When I was a student I used to spend the summer holidays with my parents in Milton Keynes. Lacking transport, and needing some exercise, I would often walk into town along the red ways - the cycle paths which criss-cross the city.
On one occasion I was walking along consciously trying to listen to God. I felt that he was telling me to pick up a piece of litter. I resisted for a while, thinking this was just my mind distracting me from the task in hand, but eventually I decided to do what I was told. I reached down and picked up a small chewing gum wrapper.
Holding this in my hand I sensed that God wanted me to pray, and so I prayed for those who produced the materials, those who manufactured the paper, wrapped the gum, transported it to the shop, sold it, unwrapped it, chewed it and then dropped it on the ground. This one tiny wrapper was linking me with a whole host of people that I had never met, and yet I knew that my prayers were meaningful. I didn't know anything about these people, but God did.

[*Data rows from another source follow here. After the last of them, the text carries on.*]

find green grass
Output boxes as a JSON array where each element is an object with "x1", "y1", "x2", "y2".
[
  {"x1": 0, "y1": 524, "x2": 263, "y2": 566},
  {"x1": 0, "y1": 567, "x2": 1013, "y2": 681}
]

And so I spent an extremely valuable and productive afternoon, walking along the path, picking up litter and praying. Putting my pile of prayer-rubbish in a bin eventually had to be done with a certain amount of love and respect.
Looking back, I realise that this "prayer walk" was a form of priestly ministry. Each piece of litter provided a sacramental opportunity to connect heaven and earth, to do business with God and to bless a wide range of human beings. Priesthood is realised in the connections we make with the ordinary stuff of human existence, just as it is in the grandest of cathedrals. Whether we break bread and pour out wine, or lift up the crumbs of everyday life, we take what is normal and offer it to God, receiving it back transformed and enlivening.
Opportunities for genuine priesthood are strewn at our feet each day of our lives. The trick is to hear God's voice and to allow him to transform the lowliest of moments into the kingdom of heaven.